I can see how this is handy, but it's also dangerous and likely to bite you in t...

rmilk · on April 15, 2022

The technique I found works well is to edit the file in vim and use the !G (process lines 1-N in shell) (or use emacs in a similar way). Gives you infinite undo and redo until you get the commands right. Then you can view the history and make a shell script like this using sponge. For example, edit a file, go to line 1 and type: !Gsort File is run though sort and results replace the buffer. To undo, use ‘u’, to redo, use CTRL-r.

feanaro · on April 16, 2022

Huh, never heard of `!G`. How is it different from `%!sort`?

nerdponx · on April 16, 2022

! is also a normal mode command/operator. It accepts a motion and then drops you into the command line with :{range}! pre-filled, where {range} is the range of lines covered by the motion. !G in normal mode is exactly equivalent to :.,$!

feanaro · on April 18, 2022

Oh, wow! That's so neat. Thank you for explaining. It's curious that I missed this for so long.

nerdponx · on April 19, 2022

It's OK, I've been a "serious" Vim user for ~7 years and I just learned about it this year. It's such an enormous program with so much functionality that is hard to fault somebody for missing any individual piece of it.

What I find weird is that there's no analogous normal mode operator command for dropping into a command line without the ! prefix. It's easy enough to write your own (good excuse to learn about "operator pending mode"), but I often find myself scratching my head at what made it into the builtin commands and what did not.

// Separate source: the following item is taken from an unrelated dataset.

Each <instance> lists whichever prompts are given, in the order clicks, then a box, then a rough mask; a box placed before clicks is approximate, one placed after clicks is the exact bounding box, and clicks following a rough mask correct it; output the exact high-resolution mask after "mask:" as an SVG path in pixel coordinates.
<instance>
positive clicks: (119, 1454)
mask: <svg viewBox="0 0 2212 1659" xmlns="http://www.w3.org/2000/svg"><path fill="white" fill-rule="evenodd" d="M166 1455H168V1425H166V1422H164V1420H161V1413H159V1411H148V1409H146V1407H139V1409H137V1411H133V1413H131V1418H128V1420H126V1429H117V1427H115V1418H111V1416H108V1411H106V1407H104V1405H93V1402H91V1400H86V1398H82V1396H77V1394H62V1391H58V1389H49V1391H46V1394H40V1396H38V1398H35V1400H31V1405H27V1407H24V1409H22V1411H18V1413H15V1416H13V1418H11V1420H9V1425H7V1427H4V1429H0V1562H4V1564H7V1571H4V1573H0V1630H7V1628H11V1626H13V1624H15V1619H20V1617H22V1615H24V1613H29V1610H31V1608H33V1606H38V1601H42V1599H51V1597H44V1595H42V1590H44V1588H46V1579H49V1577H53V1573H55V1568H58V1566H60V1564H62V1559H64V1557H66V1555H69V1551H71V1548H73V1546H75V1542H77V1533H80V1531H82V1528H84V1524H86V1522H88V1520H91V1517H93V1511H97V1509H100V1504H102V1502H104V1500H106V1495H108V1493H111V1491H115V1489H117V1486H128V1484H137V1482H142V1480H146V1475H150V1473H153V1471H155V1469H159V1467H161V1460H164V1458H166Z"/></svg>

amelius · on April 15, 2022

Why are we still using filesystems that don't have an "undo" operation, though?

Is the work of programmers less valuable than, say, the work of Google Docs users (where there is an undo operation)?

Beltalowda · on April 16, 2022

That's kind of how I use git. I would never use "sponge" or "sed -i" outside of a git repo or with files that haven't been checked in already.

I agree it would be nice to have this in the filesystem; some filesystems support this (e.g. NILFS[1]), but none of the current "mainstream" ones do AFAIK. In the meanwhile, git works well enough.

[1]: https://nilfs.sourceforge.io/en/

lupire · on April 15, 2022

Which systems don't have snapshotting?

Mac has Time Machine.

amelius · on April 16, 2022

Does it take a snapshot after every shell command?

grosswait · on April 16, 2022

This is not a file system I would be interested in. If you’ve ever snooped in on fs activity it is constant and overwhelming on even an average system. IDEs can have undo, vi and emacs have undo. As others in the thread have said, just use multiple files.

Personally I’d be interested in a shell having undo capability, but not a file system.

Dylan16807 · on April 16, 2022

> This is not a file system I would be interested in. If you’ve ever snooped in on fs activity it is constant and overwhelming on even an average system.

I'm not sure how these sentences are connected. Are you implying that allowing undo would make those problems significantly worse? I'm not sure of that. If you have a CoW filesystem, which you probably want for other reasons, then having a continuous snapshot mode for recent activity would not need much overhead.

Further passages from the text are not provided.